Just as insurers and exchanges can now look forward to a stabilized market and resume setting rates not artificially raised due to uncertainty (“just in case” the GOP bill had passed), our Chaos President tweets “let Obamacare fail, then deal!”  Even a GOP-owned Congress sees that as a catastrophic option, but Trump wants to win so badly, he’ll force his opponents (and with them, the American people) to their knees.  He’ll “win,” for example, by weakening enforcement of the individual mandate or increasing uncertainty regarding cost-sharing subsidies.  The President will breathe life back into the moribund Repeal and Replace agenda by sabotaging his own nation’s healthcare.  Say… did you see the earth on that grave shifting just now?  No?

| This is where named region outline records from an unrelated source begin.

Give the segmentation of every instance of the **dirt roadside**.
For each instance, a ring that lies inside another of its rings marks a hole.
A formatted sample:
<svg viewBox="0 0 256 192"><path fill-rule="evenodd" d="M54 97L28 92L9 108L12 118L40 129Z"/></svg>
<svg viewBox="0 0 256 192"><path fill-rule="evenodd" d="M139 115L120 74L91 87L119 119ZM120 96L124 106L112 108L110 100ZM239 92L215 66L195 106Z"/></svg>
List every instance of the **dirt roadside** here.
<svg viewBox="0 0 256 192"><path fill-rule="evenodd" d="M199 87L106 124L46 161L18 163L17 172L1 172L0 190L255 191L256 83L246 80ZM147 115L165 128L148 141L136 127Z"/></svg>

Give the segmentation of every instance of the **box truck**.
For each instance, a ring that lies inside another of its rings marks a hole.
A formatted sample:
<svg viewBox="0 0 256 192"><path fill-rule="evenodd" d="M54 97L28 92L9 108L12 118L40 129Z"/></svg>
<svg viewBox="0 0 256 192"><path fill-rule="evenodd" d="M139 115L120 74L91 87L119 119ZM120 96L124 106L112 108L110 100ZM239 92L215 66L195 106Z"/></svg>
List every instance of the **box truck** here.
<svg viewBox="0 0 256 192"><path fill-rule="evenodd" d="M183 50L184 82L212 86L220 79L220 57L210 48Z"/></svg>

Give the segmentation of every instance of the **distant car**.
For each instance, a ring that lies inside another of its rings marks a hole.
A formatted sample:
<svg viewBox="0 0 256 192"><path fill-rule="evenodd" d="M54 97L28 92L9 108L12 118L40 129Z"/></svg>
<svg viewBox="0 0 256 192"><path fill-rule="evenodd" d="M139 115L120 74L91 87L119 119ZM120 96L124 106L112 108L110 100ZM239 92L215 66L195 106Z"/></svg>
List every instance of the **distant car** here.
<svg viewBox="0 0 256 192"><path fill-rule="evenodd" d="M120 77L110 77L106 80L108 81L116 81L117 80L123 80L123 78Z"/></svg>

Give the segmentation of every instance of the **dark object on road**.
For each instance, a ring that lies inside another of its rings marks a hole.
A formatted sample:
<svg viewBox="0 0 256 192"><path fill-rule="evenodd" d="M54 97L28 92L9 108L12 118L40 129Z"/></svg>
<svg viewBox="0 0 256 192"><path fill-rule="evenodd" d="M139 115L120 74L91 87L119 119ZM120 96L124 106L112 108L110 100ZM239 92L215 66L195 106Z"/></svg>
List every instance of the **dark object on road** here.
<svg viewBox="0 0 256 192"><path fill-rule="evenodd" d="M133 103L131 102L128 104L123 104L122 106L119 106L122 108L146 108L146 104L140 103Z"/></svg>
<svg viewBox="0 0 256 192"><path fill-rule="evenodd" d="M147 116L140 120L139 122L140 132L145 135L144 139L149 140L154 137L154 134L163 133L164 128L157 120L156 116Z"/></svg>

In Fourth World Nation, the second novel in my science fiction trilogy, I offer a tongue-in-cheek view of healthcare in a dystopian future.  By the way, I’m doing a final rewrite on the finished book, so you can expect a notice on this blog very soon!  Here’s an excerpt:

True, at each patient’s initial visit, the mobile AI units did all of the diagnostics and prescribed treatments.  And inevitably, some of those treatments would fail; in those cases, according to DOW policy, the second visit would be scheduled with a human provider.  “For the human touch,” said a DOW brochure.  Lora barely felt human at this point, but when the green light flashed above the door, she always took ten seconds to clear her frazzled mind before putting on a smile and heading into the exam room- especially with cases of treatment failure, who tended to be hostile from the outset.  Taking a full ten seconds was actually self-indulgent, comprising over eight percent of the two minutes allotted for the diagnostic phase of each visit.  The patient, seated in a chair which entered the Intake Room through a sliding door on the left and slowly moved along a conveyor belt toward the Probot chamber on the right, had exactly six minutes with the physician before the exit door slid shut.  Yes, spending ten seconds to gather herself was generous, she admitted; but then again, when providing the human touch, good bedside manner was important, wasn’t it?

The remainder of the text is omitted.